C#’s IEnumerable – Two Simple Gotchas

Dummies in suits...

Dummies in suits…

The other day I saw someone do something very much like this and it made me cringe a little. There’s no problem with this when the number of items that are being dealt with is small, but as the number of items increases performance will take a spectacular nosedive.

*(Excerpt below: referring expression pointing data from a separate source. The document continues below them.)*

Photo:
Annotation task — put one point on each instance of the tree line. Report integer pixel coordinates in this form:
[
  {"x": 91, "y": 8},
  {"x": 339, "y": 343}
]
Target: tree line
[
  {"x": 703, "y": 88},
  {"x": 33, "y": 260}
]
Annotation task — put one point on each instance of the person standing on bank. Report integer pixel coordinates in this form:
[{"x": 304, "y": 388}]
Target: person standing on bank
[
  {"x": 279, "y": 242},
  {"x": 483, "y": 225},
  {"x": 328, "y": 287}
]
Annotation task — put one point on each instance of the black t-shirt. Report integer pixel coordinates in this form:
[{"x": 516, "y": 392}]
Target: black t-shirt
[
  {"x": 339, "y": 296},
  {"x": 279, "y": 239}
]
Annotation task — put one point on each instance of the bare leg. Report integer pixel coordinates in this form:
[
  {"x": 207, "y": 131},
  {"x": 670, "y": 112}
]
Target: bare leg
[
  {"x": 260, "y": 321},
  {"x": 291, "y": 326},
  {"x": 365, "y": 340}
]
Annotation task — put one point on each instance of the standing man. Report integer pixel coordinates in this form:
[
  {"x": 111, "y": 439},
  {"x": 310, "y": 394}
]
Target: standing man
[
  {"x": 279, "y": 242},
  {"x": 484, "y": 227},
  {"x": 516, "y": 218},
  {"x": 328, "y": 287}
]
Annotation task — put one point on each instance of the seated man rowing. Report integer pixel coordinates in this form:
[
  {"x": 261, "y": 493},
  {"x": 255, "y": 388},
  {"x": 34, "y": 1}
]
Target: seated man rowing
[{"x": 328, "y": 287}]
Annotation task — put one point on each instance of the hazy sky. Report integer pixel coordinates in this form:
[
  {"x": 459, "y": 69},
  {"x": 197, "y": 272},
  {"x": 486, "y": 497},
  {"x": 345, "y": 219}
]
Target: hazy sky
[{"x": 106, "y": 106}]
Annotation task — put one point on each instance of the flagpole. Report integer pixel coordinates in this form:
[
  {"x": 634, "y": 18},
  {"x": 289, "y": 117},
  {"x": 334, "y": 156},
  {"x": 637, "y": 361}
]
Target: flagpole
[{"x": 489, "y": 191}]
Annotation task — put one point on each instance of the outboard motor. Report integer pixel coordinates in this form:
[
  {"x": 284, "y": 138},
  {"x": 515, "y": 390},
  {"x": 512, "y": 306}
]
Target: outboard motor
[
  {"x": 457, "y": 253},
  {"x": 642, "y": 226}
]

        static string[] composers = {"Pyotr Ilyich Tchaikovsky",
                                    "Gabriel Fauré",
                                    "Sergei Sergeyevich Prokofiev",
                                    "Jean Sibelius",
                                    "Ludwig van Beethoven",
                                    "Benjamin Britten",
                                    "Erik Satie"};


        static void Main(string[] args)
        {
            Console.WriteLine(" L I S T I N G   S H O R T   N A M E D   C O M P O S E R S");
            Console.WriteLine(" =========================================================");
            IEnumerable<string> shortComposers = composers.Where(x => x.Length < 15);
            for (int i = 0; i < shortComposers.Count(); i++)
            {
                Console.WriteLine("Composer {0} => {1}", i, shortComposers.ElementAt(i));
            }


            Console.Write(" - PRESS ANY KEY TO EXIT - ");
            Console.ReadKey();
        }

What’s the problem? Well in this trivial example nothing at all, but if the list of names were a bit longer then we could find that this code runs very slowly indeed. There are two problems.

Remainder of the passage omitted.